- Author(s): unknown
- Ascribed to: Taliesin
- Language: late Old Welsh or Middle Welsh
- Manuscript(s): Book of Taliesin (NLW MS Peniarth 2)
- Genre: praise poem
- Period covered: late 6th century
- Personages: Urien, prince of Rheged

= Urien Yrechwydd =

Urien Yrechwydd (in English: Urien of Yrechwydd) is a late Old Welsh or Middle Welsh heroic poem found uniquely in the Book of Taliesin. It is among those poems in the manuscript thought by Ifor Williams possibly to have originated as part of a sixth-century corpus of Canu Taliesin, a series of poems really composed by the semi-legendary sixth-century court poet of Rheged, Taliesin.

==Location of Yrechwydd==
This poem and another of the Taliesin corpus, Argoed Llwyfain, characterise Urien as lord of Yrechwydd/Erechwydd, a place whose whereabouts has occasioned much debate, with implications for guessing the historical extent of the kingdom of Rheged. The Welsh word echwydd is thought to have meant 'fresh (of water); fresh water; ?cataract', suggesting that Yrechwydd was in the vicinity of fresh water.
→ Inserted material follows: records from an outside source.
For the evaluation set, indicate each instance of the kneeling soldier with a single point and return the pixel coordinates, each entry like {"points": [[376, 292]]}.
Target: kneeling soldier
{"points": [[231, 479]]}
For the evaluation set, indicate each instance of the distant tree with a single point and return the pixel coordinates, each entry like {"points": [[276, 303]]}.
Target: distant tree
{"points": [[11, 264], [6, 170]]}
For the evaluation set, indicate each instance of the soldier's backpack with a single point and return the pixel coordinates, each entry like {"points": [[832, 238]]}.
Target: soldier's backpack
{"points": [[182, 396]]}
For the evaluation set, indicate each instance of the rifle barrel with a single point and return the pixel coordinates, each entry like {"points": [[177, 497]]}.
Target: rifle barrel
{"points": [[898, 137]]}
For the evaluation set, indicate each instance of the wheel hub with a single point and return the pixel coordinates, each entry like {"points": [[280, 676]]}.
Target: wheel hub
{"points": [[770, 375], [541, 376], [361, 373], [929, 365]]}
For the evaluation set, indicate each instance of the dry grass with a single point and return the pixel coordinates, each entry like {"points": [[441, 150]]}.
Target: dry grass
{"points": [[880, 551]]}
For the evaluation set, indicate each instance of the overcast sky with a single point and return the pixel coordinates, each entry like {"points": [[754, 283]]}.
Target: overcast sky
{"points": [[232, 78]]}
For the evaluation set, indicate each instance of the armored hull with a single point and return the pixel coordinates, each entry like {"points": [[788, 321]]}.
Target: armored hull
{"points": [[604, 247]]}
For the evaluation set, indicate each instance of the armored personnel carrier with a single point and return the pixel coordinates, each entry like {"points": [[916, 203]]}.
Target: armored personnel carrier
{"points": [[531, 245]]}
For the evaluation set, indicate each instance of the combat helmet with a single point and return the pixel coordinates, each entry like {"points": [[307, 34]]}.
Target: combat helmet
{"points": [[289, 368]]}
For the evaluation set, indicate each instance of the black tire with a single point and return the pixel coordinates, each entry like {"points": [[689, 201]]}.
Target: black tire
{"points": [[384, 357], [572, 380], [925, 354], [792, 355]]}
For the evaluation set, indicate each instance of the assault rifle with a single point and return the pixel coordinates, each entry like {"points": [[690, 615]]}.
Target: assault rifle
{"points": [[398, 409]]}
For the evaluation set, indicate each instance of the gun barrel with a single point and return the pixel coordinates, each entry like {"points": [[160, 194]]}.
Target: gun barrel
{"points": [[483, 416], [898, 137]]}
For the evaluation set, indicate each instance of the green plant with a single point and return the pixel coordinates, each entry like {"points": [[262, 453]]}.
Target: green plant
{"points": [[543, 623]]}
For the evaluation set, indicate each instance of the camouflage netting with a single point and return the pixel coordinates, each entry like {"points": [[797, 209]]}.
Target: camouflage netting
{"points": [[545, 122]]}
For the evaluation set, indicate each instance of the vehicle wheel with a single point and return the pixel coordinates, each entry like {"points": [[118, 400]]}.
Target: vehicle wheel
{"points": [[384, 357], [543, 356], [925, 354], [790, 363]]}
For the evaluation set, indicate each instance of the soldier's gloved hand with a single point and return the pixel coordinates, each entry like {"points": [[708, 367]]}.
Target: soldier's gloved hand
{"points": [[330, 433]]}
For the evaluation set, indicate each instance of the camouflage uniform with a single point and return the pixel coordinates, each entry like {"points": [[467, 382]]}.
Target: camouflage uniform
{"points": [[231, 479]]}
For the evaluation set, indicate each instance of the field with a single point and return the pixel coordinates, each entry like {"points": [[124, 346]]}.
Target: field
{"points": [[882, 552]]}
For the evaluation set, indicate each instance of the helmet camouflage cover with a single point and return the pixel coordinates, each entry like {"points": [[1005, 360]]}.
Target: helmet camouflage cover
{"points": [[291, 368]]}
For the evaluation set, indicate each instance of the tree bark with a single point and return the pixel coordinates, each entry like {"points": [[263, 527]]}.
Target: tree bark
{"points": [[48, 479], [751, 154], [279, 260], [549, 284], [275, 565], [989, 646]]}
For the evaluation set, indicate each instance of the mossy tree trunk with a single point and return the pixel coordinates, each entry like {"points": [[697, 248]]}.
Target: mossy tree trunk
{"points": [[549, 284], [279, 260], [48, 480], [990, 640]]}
The most recent extensive studies, by Andrew Breeze, conclude that
Sir Ifor Williams thought it might be the Lake District, with plenty of fresh water (if not too much), where he is hesitantly followed by John Koch. But this makes no sense. The great area of fresh water in the Old North was that on the lower Ouse and Trent, a prodigious marsh that stretched from north of York to south of Gainsborough, sixty miles away in Lincolnshire. We can be sure that Yrechwydd was the area bordering that marsh, and hence equivalent to modern North Yorkshire, including York itself.